ノルウェーの「イラン・ヒューマン・ライツ(IHR)」とフランスの「死刑廃止団体(ECPM)」が12日に発表した共同報告書によると、昨年の死刑執行数は前年比で68%急増した。IHRは、当局によって多くの執行が隠蔽されている実態を考慮すれば、この数字は氷山の一角に過ぎないと警告している。
特に懸念されるのは、今年1月に発生した大規模デモに関連した処刑である。2月28日の開戦以降もデモ参加者への死刑が執行されており、数百人が処刑の危機に直面している。IHRのモガダム所長は、「連日の処刑は国民に恐怖を植え付けるための政治的なデモンストレーションであり、崩壊しつつある現体制を維持するために利用されている」と厳しく断じた。報告書は、現在の危機的状況下で死刑が「統治の道具」として常態化することを危惧している。

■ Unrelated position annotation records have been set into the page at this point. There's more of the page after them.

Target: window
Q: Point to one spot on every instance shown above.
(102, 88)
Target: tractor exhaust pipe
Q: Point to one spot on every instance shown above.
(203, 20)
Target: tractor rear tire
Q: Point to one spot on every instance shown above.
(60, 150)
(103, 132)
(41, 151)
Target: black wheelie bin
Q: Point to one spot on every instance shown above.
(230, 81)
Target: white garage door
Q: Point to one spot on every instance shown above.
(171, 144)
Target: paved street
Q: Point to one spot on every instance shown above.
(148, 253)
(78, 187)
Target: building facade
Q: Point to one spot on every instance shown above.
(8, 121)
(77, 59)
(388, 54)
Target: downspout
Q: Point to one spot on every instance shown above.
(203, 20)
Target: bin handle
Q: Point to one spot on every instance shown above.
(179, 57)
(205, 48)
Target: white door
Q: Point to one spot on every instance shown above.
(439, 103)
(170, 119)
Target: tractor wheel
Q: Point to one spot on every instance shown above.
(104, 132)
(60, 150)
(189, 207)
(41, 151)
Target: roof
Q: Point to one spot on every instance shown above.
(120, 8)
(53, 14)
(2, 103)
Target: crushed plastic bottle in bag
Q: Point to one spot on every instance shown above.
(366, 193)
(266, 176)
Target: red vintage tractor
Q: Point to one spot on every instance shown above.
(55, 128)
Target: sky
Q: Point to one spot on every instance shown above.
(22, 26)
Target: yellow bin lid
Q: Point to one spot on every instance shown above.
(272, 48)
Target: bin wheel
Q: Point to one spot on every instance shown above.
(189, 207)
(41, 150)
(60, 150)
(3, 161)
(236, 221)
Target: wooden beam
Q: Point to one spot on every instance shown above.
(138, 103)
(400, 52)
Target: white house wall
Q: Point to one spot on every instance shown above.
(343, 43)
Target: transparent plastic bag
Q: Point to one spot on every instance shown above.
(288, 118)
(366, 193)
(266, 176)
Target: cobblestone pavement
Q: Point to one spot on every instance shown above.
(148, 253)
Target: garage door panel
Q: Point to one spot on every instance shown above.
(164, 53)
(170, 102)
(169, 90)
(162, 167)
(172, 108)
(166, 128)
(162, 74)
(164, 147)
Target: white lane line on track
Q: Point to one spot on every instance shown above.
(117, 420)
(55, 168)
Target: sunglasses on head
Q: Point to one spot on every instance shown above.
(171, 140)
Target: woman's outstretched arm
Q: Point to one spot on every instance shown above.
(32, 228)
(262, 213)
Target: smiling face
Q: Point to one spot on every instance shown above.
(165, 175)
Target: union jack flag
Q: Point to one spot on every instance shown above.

犠牲者の属性も偏りが顕著である。薬物犯罪を名目とした処刑が半数を占める一方で、バルーチ族やクルド人といった少数派のスンニ派住民が不当に標的とされている。また、女性の執行数も過去20年で最多の48人を記録。その中には、長年のDV被害の末に抵抗した女性たちも含まれており、イランの司法制度が社会的弱者に対して極めて過酷に運用されている実態が指摘されている。執行方法のほとんどは刑務所内での絞首刑だが、公開処刑も前年比で3倍以上に急増しており、政権による国民への威嚇がエスカレートしている。